The expert's most controversial claim? The entire AI security industry is selling snake oil. Those expensive "guardrail" products companies are buying to protect their AI systems? Schulhoff says they don't actually work. His advice is refreshingly old-school: forget the fancy AI security products, and instead focus on traditional cybersecurity basics, thorough testing by people trying to break your systems, and building things securely from the start.
Real incidents are already happening—AI assistants getting tricked by hidden instructions on websites, social media bots getting hijacked within hours of launch, and even AI companies themselves dealing with sophisticated attacks. As AI tools become more powerful and autonomous, these vulnerabilities become much more dangerous.
The Problem
Imagine hiring an incredibly capable assistant who follows instructions perfectly—but can't tell the difference between your instructions and a stranger's. That's essentially the security problem with today's AI tools.
Companies are racing to deploy AI "agents"—software that can browse the web, send emails, book appointments, and take actions on your behalf. The problem? These AI agents can be tricked into following malicious instructions hidden in emails, websites, or documents they process. And the safety features designed to prevent this? According to experts who test them for a living, they're about as effective as a screen door on a submarine.
The Solution Explained
Sander Schulhoff runs HackAPrompt, the world's first competition where hackers try to bypass AI safety features. His findings are sobering: virtually every AI guardrail can be defeated with clever wording. But his recommended fix isn't buying more AI security products—it's going back to basics.

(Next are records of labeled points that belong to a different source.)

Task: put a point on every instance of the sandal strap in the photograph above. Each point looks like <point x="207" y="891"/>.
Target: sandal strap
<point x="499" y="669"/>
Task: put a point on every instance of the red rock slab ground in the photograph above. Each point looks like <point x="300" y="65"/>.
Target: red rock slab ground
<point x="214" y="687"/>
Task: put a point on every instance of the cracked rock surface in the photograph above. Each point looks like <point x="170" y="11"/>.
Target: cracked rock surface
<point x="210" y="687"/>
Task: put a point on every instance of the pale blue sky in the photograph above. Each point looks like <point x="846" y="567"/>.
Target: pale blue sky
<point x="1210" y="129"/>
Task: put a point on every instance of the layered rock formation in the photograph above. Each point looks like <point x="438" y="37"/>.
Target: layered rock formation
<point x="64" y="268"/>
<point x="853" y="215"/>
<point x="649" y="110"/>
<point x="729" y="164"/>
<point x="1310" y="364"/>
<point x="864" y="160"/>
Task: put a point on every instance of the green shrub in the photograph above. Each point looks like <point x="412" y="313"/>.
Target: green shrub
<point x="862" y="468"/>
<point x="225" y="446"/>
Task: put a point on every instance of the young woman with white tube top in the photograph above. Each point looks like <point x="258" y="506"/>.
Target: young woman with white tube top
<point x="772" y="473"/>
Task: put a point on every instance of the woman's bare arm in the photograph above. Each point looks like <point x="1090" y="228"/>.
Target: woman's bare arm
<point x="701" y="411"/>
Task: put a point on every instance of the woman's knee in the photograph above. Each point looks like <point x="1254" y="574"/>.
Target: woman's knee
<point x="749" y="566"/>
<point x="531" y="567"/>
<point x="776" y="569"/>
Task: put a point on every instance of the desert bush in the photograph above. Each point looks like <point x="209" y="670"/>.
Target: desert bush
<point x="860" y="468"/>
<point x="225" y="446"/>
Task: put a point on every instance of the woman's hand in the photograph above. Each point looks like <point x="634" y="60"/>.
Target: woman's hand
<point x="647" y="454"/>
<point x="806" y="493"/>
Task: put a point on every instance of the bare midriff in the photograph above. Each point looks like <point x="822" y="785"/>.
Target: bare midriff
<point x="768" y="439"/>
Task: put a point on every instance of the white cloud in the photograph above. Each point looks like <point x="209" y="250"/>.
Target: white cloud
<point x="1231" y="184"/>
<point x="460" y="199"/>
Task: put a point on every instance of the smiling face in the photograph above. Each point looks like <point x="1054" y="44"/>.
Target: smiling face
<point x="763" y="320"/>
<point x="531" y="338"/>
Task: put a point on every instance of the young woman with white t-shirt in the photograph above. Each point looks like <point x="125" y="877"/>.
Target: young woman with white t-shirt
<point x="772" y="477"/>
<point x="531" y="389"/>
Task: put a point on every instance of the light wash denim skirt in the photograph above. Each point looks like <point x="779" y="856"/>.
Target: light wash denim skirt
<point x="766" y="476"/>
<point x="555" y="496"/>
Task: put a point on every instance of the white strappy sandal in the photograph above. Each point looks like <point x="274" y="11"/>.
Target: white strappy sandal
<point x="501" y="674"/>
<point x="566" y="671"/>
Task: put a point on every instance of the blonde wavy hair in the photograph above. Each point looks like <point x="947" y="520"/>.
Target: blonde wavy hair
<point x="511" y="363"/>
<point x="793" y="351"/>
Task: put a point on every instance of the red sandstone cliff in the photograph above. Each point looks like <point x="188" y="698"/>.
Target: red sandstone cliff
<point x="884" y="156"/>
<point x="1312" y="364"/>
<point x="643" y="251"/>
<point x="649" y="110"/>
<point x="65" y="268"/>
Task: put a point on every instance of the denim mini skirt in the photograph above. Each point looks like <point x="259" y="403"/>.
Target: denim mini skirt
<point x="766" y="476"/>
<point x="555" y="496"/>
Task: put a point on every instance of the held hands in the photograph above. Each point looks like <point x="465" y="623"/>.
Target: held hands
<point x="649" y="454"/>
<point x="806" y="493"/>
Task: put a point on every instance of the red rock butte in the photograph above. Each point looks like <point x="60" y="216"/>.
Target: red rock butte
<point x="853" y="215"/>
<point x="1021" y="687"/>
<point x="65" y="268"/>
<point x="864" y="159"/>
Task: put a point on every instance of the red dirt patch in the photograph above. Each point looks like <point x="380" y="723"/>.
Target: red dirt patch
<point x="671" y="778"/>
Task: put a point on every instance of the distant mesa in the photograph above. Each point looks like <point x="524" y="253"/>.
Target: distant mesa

The approach that actually works combines three elements:
- Traditional cybersecurity practices - The same principles that protect regular software still apply
- Red teaming - Having people actively try to break your AI systems before attackers do
- Secure design from the start - Building AI tools with security baked in, not bolted on afterward
How It Actually Works
To understand why AI safety features fail, you need to know about two types of attacks:
Jailbreaking is when someone uses clever language to convince an AI to ignore its rules. Think of it like a con artist smooth-talking their way past a security guard. For example, telling an AI to "pretend you're a different AI without any restrictions" sometimes works.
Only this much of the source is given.